# How do you use substitution to integrate (r^2) √(r^(3) +3)dr?

##### 1 Answer
Mar 25, 2018

$\int {r}^{2} / \sqrt{{r}^{3} + 3} \mathrm{dr} = \frac{2}{3} \sqrt{{r}^{3} + 3} + C$

#### Explanation:

So, we want to determine

$\int {r}^{2} / \sqrt{{r}^{3} + 3} \mathrm{dr}$

The substitution should be picked in such a way that the differential of what we've picked will show up in the integral.
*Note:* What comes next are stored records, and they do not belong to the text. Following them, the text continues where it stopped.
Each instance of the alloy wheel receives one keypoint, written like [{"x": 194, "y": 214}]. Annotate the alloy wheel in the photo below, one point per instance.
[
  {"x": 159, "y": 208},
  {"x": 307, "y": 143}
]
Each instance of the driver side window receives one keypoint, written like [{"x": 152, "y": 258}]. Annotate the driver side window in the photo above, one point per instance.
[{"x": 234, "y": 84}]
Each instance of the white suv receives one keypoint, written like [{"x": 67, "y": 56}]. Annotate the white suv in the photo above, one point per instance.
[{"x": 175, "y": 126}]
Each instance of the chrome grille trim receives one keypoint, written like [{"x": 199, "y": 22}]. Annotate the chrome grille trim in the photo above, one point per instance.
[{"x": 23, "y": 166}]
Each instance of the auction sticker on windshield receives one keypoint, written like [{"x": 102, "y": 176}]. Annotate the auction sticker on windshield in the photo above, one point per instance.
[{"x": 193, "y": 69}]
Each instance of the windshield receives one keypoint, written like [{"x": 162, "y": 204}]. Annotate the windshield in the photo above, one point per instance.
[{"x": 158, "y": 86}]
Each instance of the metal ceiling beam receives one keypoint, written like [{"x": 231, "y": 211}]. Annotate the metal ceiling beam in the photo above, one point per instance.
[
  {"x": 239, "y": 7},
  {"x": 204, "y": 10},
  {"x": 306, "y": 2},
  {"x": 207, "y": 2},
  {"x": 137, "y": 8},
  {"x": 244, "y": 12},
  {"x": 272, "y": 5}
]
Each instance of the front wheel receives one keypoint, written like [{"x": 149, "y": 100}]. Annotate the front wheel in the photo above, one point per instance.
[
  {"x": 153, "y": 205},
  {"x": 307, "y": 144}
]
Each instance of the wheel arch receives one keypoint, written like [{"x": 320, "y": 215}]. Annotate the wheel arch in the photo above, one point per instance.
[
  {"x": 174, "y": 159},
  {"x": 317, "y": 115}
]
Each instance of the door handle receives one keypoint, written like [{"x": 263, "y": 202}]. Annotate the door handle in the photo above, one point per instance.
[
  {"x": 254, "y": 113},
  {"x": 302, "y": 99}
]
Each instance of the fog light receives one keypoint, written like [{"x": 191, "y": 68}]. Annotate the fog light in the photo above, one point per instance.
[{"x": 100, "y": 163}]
The best choice is $u = {r}^{3} + 3$, as

$\mathrm{du} = 3 {r}^{2} \mathrm{dr}$

$3 {r}^{2} \mathrm{dr}$ does not show up in this exact form in the integral; however, $\frac{1}{3} \mathrm{du} = {r}^{2} \mathrm{dr}$ shows up in the numerator of the integral. Thus, we can substitute and now have

$\frac{1}{3} \int \frac{\mathrm{du}}{\sqrt{u}} = \frac{1}{3} \int {u}^{- \frac{1}{2}} \mathrm{du}$ (We've factored $\frac{1}{3}$ outside of the integral)

Integrate:

$\left(\frac{1}{3}\right) \left(2\right) \sqrt{u} + C$

Rewriting in terms of $x$ yields

$\int {r}^{2} / \sqrt{{r}^{3} + 3} \mathrm{dr} = \frac{2}{3} \sqrt{{r}^{3} + 3} + C$